Compared to the tariff approved by NERC for other electricity
distribution companies, customers supplied by Aba DisCo would pay N35.7/kWh
more than consumers across the country.
But the company argued that it did not benefit from the minor tariff
review approved by NERC for other DisCos in December, 2022.
Justifying the application for increase, APLE Managing Director, Mr. Ugo
Opiegbe said the hike would ensure improved and stable power supply to its
customers in Aba.
He set the parameters for the application at 25% inflation rate,
N1,654.2/$ exchange rate, average energy offtake cost of N135/kwh and annual
operational expenses at N189.6 billion. The company expects its revenue to hit
N227 billion in 2025.
He said the bulk of its power will be supplied by Aba Independent Power
Plant owned by Geometric Power with supplementary supply from Alaoji Power
Plant owned by the Niger Delta Power Holding Company, NDPHC.

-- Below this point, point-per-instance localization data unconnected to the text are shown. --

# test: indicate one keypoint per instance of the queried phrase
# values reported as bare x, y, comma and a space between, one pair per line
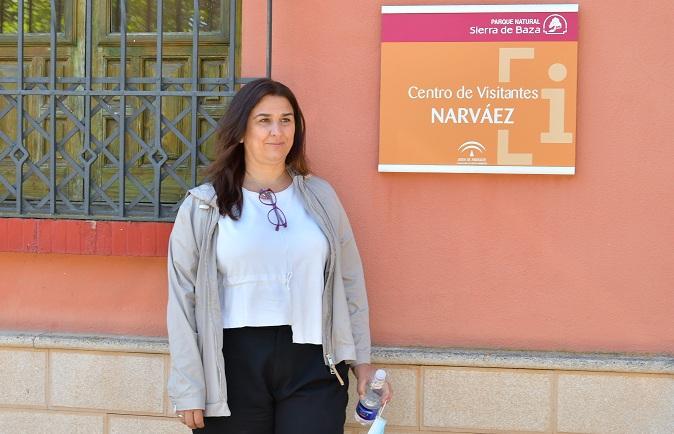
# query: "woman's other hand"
192, 418
364, 372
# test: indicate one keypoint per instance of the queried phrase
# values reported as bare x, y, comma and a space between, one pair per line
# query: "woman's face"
269, 132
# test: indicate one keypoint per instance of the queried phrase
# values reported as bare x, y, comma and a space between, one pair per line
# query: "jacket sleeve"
186, 384
354, 287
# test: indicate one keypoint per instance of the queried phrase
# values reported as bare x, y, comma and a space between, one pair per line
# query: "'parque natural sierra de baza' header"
479, 89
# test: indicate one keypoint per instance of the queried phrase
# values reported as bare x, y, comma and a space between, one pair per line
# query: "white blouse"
272, 277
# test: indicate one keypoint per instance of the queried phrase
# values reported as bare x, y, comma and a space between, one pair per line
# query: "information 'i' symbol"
556, 96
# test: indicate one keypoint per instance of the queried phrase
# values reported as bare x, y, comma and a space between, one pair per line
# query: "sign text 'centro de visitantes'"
479, 89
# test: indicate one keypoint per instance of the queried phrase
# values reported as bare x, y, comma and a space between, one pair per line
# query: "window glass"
36, 16
177, 17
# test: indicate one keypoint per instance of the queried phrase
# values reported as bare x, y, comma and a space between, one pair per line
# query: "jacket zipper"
333, 368
327, 339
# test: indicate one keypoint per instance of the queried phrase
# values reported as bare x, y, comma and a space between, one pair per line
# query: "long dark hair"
227, 171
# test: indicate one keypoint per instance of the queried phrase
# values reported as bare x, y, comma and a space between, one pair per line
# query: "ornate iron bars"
111, 144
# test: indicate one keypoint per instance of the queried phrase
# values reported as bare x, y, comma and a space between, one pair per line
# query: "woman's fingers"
189, 419
192, 418
388, 392
199, 418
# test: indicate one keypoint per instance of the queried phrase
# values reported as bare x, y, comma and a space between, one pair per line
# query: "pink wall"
515, 261
83, 293
501, 261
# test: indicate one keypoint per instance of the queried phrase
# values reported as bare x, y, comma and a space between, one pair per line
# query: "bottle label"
366, 413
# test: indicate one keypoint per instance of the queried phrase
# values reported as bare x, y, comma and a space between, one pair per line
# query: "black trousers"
277, 387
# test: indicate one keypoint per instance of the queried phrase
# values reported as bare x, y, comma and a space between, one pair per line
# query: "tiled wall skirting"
95, 384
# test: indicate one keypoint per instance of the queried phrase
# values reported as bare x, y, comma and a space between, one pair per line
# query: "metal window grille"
111, 199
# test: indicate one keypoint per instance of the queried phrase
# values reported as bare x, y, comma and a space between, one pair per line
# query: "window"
82, 138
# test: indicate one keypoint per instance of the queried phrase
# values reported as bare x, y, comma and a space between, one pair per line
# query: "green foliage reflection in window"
177, 17
36, 16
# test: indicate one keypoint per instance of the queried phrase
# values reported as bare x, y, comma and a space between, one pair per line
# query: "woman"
267, 305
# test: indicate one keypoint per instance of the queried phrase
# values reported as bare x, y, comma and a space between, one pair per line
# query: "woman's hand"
192, 418
364, 373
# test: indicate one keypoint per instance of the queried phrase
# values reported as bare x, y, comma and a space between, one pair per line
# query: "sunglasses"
275, 215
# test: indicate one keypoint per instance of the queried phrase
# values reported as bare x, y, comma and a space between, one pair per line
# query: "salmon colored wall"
499, 261
82, 293
517, 261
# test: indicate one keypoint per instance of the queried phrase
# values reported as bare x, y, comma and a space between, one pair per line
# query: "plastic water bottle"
368, 407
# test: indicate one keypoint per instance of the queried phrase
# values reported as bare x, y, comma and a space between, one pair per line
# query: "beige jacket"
197, 377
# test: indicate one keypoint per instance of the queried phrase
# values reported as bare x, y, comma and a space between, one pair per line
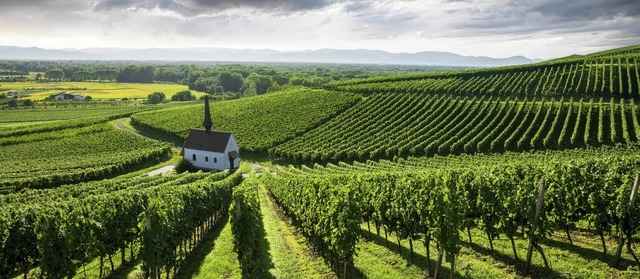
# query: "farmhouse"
211, 150
67, 96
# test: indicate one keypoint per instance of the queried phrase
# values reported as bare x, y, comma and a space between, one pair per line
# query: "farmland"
469, 173
97, 90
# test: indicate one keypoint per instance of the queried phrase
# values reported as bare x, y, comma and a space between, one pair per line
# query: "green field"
260, 122
97, 90
387, 177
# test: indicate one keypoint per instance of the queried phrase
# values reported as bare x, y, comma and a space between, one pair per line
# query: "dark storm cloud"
556, 17
588, 9
195, 7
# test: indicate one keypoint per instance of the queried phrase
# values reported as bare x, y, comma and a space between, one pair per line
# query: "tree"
155, 98
257, 83
185, 95
231, 81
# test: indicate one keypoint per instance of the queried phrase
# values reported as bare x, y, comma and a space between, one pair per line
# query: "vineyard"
160, 218
512, 172
259, 122
612, 74
419, 124
435, 202
48, 155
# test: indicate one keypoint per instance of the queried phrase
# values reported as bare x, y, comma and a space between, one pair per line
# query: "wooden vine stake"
632, 201
536, 220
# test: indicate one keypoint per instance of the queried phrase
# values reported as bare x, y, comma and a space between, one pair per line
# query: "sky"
496, 28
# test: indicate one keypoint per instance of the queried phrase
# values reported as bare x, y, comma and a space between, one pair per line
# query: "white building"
211, 150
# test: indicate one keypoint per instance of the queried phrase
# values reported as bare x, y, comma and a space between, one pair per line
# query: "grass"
40, 113
289, 252
583, 260
97, 90
215, 258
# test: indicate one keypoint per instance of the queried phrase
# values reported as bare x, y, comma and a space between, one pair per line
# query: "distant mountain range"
358, 56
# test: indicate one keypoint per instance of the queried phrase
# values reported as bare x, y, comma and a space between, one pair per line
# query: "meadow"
512, 172
97, 90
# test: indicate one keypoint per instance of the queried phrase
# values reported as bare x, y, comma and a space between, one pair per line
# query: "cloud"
199, 7
536, 28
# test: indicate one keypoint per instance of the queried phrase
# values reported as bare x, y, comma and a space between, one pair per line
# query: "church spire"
207, 115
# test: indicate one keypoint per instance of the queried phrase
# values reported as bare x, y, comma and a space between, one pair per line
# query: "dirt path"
291, 256
162, 170
119, 124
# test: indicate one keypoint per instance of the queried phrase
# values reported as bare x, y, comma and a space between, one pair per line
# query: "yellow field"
97, 90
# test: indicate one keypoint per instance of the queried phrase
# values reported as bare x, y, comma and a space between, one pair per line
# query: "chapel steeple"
207, 115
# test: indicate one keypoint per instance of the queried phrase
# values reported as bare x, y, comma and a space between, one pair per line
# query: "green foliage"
246, 225
257, 123
437, 198
183, 96
54, 74
576, 76
62, 228
231, 81
414, 124
35, 157
155, 98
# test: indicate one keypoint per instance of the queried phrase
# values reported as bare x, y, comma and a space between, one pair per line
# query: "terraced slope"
420, 124
613, 73
258, 122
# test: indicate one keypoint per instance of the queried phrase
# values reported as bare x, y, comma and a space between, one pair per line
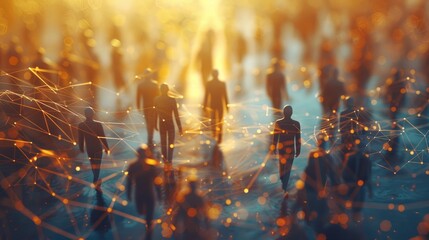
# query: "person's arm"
138, 97
369, 176
298, 140
102, 138
225, 97
206, 97
177, 117
275, 140
81, 138
129, 183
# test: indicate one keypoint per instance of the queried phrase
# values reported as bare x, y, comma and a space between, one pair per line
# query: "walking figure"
91, 134
147, 91
287, 140
276, 85
142, 178
166, 107
215, 101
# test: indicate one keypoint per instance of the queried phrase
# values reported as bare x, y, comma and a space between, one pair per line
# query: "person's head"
89, 113
349, 102
143, 152
215, 74
321, 139
148, 73
164, 89
287, 111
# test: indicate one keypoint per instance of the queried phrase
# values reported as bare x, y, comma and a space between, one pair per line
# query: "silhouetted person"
191, 220
91, 135
99, 217
205, 55
349, 123
166, 108
141, 180
276, 85
215, 101
147, 91
287, 140
331, 91
312, 198
396, 89
357, 177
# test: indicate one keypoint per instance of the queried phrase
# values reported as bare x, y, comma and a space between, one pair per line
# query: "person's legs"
95, 160
285, 163
171, 137
150, 125
163, 136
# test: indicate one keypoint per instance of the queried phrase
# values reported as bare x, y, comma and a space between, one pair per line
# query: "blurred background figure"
142, 180
191, 220
166, 108
147, 91
287, 141
91, 135
313, 196
275, 84
215, 102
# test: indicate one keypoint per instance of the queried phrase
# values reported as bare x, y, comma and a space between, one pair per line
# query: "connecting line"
267, 157
35, 70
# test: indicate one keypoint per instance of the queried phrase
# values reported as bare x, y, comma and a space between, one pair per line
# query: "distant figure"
166, 108
147, 91
205, 55
396, 89
357, 177
349, 123
331, 92
287, 139
91, 134
312, 198
191, 220
99, 217
215, 101
141, 180
276, 85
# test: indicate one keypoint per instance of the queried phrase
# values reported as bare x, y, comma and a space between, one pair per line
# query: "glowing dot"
36, 220
385, 225
299, 184
262, 200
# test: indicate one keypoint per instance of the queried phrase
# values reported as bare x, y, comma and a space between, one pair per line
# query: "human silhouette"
147, 91
357, 176
91, 135
275, 84
141, 180
191, 220
215, 101
287, 140
331, 92
312, 198
166, 108
396, 89
349, 123
99, 217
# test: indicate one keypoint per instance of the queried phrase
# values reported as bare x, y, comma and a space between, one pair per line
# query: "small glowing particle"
385, 225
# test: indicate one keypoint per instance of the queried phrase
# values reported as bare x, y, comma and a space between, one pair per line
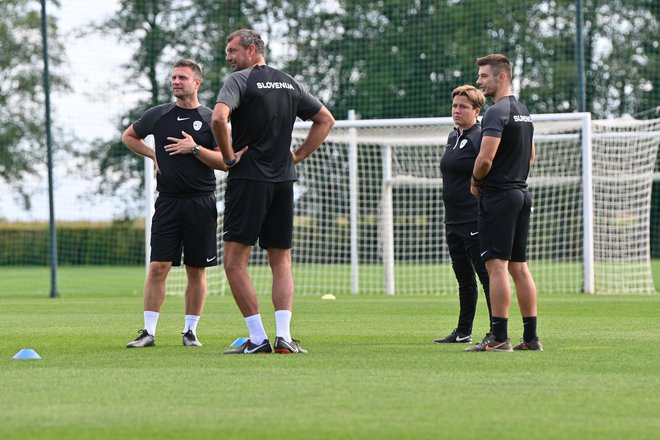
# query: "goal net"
369, 212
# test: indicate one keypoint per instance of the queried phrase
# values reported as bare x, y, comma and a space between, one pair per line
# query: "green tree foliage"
22, 130
393, 58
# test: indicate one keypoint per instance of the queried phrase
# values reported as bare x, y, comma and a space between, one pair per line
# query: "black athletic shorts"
503, 222
262, 210
188, 225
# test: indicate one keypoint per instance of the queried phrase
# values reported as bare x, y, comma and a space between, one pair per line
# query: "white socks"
283, 324
191, 323
150, 322
256, 329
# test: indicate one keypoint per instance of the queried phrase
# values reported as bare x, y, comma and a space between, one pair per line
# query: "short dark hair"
474, 95
248, 36
197, 71
497, 62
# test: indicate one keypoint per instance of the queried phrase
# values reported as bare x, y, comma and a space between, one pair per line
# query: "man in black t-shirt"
499, 179
461, 230
185, 215
263, 104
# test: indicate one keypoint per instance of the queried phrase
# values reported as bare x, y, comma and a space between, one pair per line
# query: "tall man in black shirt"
263, 104
185, 215
499, 179
461, 230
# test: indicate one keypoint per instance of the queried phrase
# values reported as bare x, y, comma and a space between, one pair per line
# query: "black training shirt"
508, 120
180, 175
456, 165
264, 104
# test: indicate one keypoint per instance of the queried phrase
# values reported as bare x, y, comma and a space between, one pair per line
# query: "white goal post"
369, 212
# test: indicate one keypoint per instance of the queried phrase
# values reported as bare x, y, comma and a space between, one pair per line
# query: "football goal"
369, 212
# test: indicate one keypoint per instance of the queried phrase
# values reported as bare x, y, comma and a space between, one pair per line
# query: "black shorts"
260, 210
188, 225
504, 224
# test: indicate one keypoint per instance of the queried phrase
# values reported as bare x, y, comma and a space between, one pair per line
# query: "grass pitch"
372, 370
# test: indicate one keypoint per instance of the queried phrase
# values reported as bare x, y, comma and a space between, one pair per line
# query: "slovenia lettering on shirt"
274, 85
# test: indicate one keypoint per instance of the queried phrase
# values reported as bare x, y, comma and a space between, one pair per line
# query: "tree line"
383, 58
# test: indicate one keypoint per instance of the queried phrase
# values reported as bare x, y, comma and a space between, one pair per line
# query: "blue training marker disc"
238, 342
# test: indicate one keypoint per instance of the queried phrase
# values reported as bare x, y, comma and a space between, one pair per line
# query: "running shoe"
249, 348
143, 340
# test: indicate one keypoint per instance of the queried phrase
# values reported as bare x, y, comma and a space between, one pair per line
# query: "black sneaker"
455, 336
249, 348
492, 344
284, 347
144, 340
533, 345
190, 340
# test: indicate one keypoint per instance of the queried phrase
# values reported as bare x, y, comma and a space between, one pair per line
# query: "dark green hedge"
104, 244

Speaking at the public hearing, NERC’S Vice Chairman, Musiliu Oseni said
the Commission would give its verdict on the application after considering all
the factors affecting the industry and on the presentations made during the
hearing.
He harped on the need to improve services to consumers, adding that “when your customers are happy, they will be willing to pay more to you, so that you can also improve on your operational performance. I think that aspect, we need to look at it critically. It’s quite good that you already concluded the process. Before we allow your cost to be passed on to the end user, we’ll have to look at it and see the problems it might cause or otherwise.”